ブン太の南蛮ぽいデザインや、松尾芭蕉(竹中直人)のカラフルな襟巻に革の手袋というスマートな出で立ち(しかもすてきな耳飾りまで!)や、スニーカーやブーツを合わせるポップなコーディネートなどなど。

とにかく、イマドキの攻めた衣装の存在感が登場人物たちをひと際輝かせます。

©「まくをおろすな!」製作委員会

©「まくをおろすな!」製作委員会

LiLICoさんのゴスロリ調の衣装だけでなく、例えば、帯の代わりに紐を使ったり、そもそも帯を結ばず巻いただけだったり、プリーツのスカートを合わせたり、シャツやタートルをインしたり。ミニ丈にヒールという組み合わせに至っては、キモノの概念をも取っ払ってしまう勢い。

けれど、どれもこれも、やはりキモノ。ちゃんとキモノに見えるのです。であれば、まだまだキモノは捨てたもんじゃないのではないかしら。

古風な趣も伝統も、もちろん大切です。けれど、着る人がいなくなってしまったらキモノの存在価値はなくなってしまいます。博物館に飾られるだけになってしまったら哀しいからこそ、まずは袖を通すところから。

そう考えると、『まくをおろすな!』がキモノを遠巻きに、ときには憧れをもって、眺めているだけの若者たちへのいい刺激になってくれるのでは……と、願わずにはいられません。

©「まくをおろすな!」製作委員会

着やすいように、ラクなように。それでいて、お洒落に、愉しく。

衿元やおはしょりが少々ぐっさりしていたって、かわいければいいことだってあります。フリルをあしらったり、レースをひらひらさせたり。犬屋敷郎府(室龍太)のようにぬいぐるみを付けまくったって、似合っていればOK!

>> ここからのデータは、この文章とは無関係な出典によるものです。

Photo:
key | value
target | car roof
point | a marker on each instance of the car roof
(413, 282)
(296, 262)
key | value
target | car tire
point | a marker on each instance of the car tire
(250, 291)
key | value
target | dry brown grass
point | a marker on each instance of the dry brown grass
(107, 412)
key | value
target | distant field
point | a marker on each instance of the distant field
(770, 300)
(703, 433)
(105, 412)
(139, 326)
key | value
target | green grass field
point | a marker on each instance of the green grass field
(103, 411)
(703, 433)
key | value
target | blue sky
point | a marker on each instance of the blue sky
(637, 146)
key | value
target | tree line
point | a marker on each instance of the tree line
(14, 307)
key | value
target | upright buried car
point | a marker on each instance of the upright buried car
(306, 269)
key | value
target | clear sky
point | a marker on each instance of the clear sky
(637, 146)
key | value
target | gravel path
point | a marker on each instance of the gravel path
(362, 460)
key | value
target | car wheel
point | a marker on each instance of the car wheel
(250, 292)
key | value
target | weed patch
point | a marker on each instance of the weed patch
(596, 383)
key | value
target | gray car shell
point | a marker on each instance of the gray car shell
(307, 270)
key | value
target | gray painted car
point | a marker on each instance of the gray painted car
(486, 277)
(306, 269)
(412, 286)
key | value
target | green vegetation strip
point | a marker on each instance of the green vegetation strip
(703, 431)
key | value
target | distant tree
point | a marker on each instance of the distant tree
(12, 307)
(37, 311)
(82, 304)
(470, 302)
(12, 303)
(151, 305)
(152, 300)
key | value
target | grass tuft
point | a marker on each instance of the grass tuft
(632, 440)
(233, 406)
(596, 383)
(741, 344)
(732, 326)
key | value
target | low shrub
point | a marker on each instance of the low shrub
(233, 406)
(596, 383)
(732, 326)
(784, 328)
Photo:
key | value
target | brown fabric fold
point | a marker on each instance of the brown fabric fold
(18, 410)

過剰な装飾や斬新な意匠に目くじら立てず、どうかご受容ください。

©「まくをおろすな!」製作委員会

©「まくをおろすな!」製作委員会

ちなみに、わたくしが最も心躍らせたのは、幕政に不満を抱き謀反を起こす軍学者・由井正雪率いる「雪斬り六人衆」の真っ白なフード付きのロングコートでございます。

ハードな殺陣とともに翻る裾、フードからちらりと覗く仮面、白に散る鮮血の赤……嗚呼、美しい敵役がいかに不可欠、か解ろうというもの。

ぜひみなさまも、目の法楽となるひとときを劇場でお過ごしくださいませ。